At that point, having decided not to spend an hour sitting on the floor to wait for another panel, we headed out in search of food. Long story short: next time, bring your own. $5 Snapples and $10 pre-packaged cold cut sandwiches were pathetic offerings for such an esteemed venue. They would've been better off with putting up a bunch of well-stocked vending machines. Fortunately for our wallets, the girls were too excited to eat so we grabbed some drinks and kept going.

The Floor:
Maybe it was a function of the event being in New York City, or maybe it's just how all cons work, but it was fairly impossible to find any information or directions from staff. So we ended up pestering random fans until we got the general idea of the setup. Yes, there are maps online, but they don't give a good representation of the architecture of the building. Nevertheless, we did somehow manage to find all we needed, which luckily wasn't that much. My daughter is now a proud owner of an autographed Gravity Falls Journal 3 (a huge deal to hardcore fans, and I was pretty shocked at the reasonable pricing of about $20 for a very elaborate hardcover) and some RWBY plushes. As for me... Yeah, it was a good day.
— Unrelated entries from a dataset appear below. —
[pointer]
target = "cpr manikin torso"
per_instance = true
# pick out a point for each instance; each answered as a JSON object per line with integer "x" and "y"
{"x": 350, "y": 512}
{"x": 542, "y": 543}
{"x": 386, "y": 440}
In case you're wondering, I was culturally appropriating Zoe from Firefly: brown coat, leather pants and a broken toy shotgun that I fixed up with masking tape. Hey, it's the thought that counts.

Conclusion: A fun experience that would've been better with preparation. You really need to plan it out if you want to hit more than just a couple of spots. I'm guessing repeat visits (or visits with a friend who had gone before) are more productive and less stressful, but anyone can enjoy spending at least a day there.